The Euro turned in a mixed performance against major currencies through the European session as EUR/USD fell to US$ 1.3510, EUR/GBP weakened to £0.8405, EUR/CHF improved to CHF 1.2309, and EUR/NZD slumped to NZ$ 1.6349. EUR gave back some recent gains that were notched after ECB officials confirmed the central bank will inject additional LTRO liquidity if it deems it necessary to support financial institutions. Spanish PM Rajoy verbally intervened in favour of a weaker EUR today, adding his country does not require additional austerity measures to satisfy its 2013 deficit goal. IMF reported its approval of a €770 million disbursement to Ireland. Greece’s Deputy PM Venizelos reported his country will not require a third bailout. August Eurozone M3 money supply data are due today.

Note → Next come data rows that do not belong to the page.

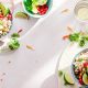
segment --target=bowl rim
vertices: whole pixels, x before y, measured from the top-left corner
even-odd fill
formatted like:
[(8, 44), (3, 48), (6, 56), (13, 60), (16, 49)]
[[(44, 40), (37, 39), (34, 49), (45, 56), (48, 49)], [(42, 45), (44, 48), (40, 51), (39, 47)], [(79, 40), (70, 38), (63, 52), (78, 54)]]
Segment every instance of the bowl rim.
[(51, 11), (52, 6), (53, 6), (53, 0), (51, 0), (51, 4), (50, 4), (50, 8), (48, 8), (47, 12), (46, 12), (45, 14), (43, 14), (43, 15), (30, 13), (30, 12), (25, 9), (24, 0), (22, 0), (22, 6), (23, 6), (23, 10), (24, 10), (30, 16), (32, 16), (32, 18), (43, 18), (43, 16), (45, 16), (45, 15)]

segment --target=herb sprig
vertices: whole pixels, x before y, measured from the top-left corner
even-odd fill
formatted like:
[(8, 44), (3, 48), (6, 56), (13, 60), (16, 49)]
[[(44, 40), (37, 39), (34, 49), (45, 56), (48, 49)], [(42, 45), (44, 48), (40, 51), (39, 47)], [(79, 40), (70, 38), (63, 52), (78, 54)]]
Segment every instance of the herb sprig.
[[(63, 38), (66, 40), (66, 35)], [(77, 42), (78, 45), (82, 47), (88, 42), (88, 34), (82, 32), (76, 32), (76, 33), (69, 34), (67, 38), (70, 42)]]

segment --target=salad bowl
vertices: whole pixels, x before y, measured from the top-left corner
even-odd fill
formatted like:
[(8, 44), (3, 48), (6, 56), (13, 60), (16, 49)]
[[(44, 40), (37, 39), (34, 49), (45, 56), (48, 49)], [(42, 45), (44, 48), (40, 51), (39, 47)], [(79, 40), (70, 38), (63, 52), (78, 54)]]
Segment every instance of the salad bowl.
[[(35, 1), (40, 2), (40, 0), (35, 0)], [(42, 1), (44, 1), (44, 0), (42, 0)], [(53, 0), (45, 0), (45, 1), (44, 1), (45, 2), (44, 4), (42, 2), (40, 2), (40, 8), (37, 8), (38, 3), (29, 3), (30, 2), (29, 0), (23, 0), (22, 4), (23, 4), (24, 11), (30, 16), (42, 18), (42, 16), (45, 16), (51, 11), (52, 6), (53, 6)], [(33, 4), (33, 7), (30, 7), (31, 4)]]
[[(85, 54), (88, 54), (88, 48), (82, 50), (75, 56), (73, 64), (72, 64), (72, 74), (79, 87), (88, 88), (88, 84), (87, 84), (88, 82), (88, 80), (87, 80), (87, 77), (88, 77), (87, 63), (88, 63), (88, 61), (86, 59), (88, 57), (86, 57)], [(81, 69), (79, 69), (79, 68), (81, 68)]]

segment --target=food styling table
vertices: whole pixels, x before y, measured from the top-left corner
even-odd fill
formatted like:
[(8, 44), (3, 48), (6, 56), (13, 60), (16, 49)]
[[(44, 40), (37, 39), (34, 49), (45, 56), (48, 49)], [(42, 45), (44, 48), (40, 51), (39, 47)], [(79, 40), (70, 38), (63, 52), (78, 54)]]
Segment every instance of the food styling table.
[[(0, 88), (58, 88), (55, 70), (58, 56), (65, 47), (59, 28), (59, 7), (64, 2), (54, 0), (53, 10), (40, 20), (32, 18), (28, 24), (14, 21), (13, 28), (23, 25), (24, 29), (21, 47), (0, 55)], [(15, 6), (19, 7), (19, 0)], [(34, 51), (28, 50), (26, 45), (32, 45)]]

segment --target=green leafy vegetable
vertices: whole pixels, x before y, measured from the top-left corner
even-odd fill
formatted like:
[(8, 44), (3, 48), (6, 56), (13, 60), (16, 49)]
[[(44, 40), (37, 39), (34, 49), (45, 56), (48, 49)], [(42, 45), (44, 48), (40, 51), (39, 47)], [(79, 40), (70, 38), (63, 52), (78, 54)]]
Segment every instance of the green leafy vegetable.
[(88, 42), (88, 34), (81, 33), (81, 32), (73, 33), (73, 34), (69, 34), (68, 40), (70, 42), (77, 42), (79, 46), (82, 47)]
[(69, 41), (70, 42), (78, 42), (79, 41), (79, 33), (74, 33), (69, 35)]
[(20, 47), (20, 43), (18, 41), (18, 38), (11, 38), (9, 42), (9, 48), (11, 51), (18, 50)]
[(58, 76), (62, 77), (63, 76), (63, 72), (58, 70)]
[(81, 38), (80, 41), (79, 41), (79, 46), (84, 46), (85, 45), (85, 43), (86, 43), (86, 41), (85, 41), (85, 38)]
[(13, 34), (11, 35), (11, 37), (20, 37), (20, 34), (19, 34), (19, 33), (13, 33)]

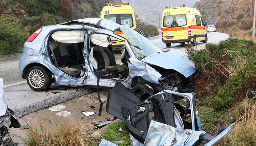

The Japanese yen underperformed against all major rivals through the European session as USD/JPY gained to ¥99.10, EUR/JPY bettered to ¥133.93, GBP/JPY rallied to ¥159.24, and NZD/JPY retreated to ¥81.79. JPY gave back some gains earned over the past couple of days as some carry trades were unwound. The 20-year JGB is now yielding below 1.55%, its lowest level since 10 May and an indication that short yen carry trades have been unwound with proceeds being invested in the Japanese credit markets. Japanese media reported the government “will study a corporate tax cut and advise public pension funds to raise allocations of risk assets.” It is likely official Japanese investment assets will increasingly be invested in overseas markets to help reduce upward pressure on JPY, and in search of greater yield. PM Abe is expected to announce an economic stimulus package on 1 October, the same date he plans to announce his decision on whether the country’s sales tax will be increased. CPI and investment flows data are due tomorrow.

The U.S. Dollar was mixed against most rivals through the European session as GBP/USD fell to US$ 1.6065, USD/CHF appreciated to CHF 0.9108, USD/CAD gained to C$ 1.0323, and NZD/USD advanced to US$ 0.8269. Richmond Fed’s Lacker spoke in Sweden today and critically noted the “direct economic effects” from the Fed’s QE program have been “minimal,” adding QE may result in “political” problems for the Fed. New York Fed’s Dudley yesterday said the Fed must be “humble” with regard to uncertainty concerning the eventual taper of QE, and called for additional financial stability in the US. The US Senate voted 100-0 to advance a bill to keep the government operating when the next fiscal year begins on 1 October. Treasury Secretary Lew indicated the debt ceiling may be breached on 17 October. Yesterday’s US numbers saw August headline durable goods orders print at +0.1% while the ex-transportation component printed at -0.1% and other core measures rallied to the positive side. August new home sales surprised to the upside with a +7.9% m/m climb. Today’s data include Q2 GDP and August pending home sales. Minneapolis Fed’s Kocherlakota speaks later today.

Gold and Silver were marginally weaker through the European session as Gold fell to US$ 1329.90 and was capped at $ 1336.50 while Silver depreciated to US$ 21.643 and was capped at US$ 21.838. The precious Metals complex is seeking to register a third consecutive daily gain as traders weigh the timing of the Fed’s QE taper against the backdrop of slower sovereign demand for Gold and a possible closure of the US government. Gold traded below the $1300 figure last week for the first time since early August.

Crude Oil was better through the European session as Brent futures gained to US$ 107.76 and were supported at $107.48 while WTI futures gained to US$ 102.27 and were supported at $101.99. EIA yesterday reported US stockpiles jumped 2.64 million barrels, in contrast to the 1 million barrel decrease that was estimated. Crude has been weaker for several consecutive trading days. Optimism over a deal to disarm Syria of its chemical weapons, additional output in Libya and Nigeria, record output levels in Texas, and other factors are leading to ample supply and capped prices.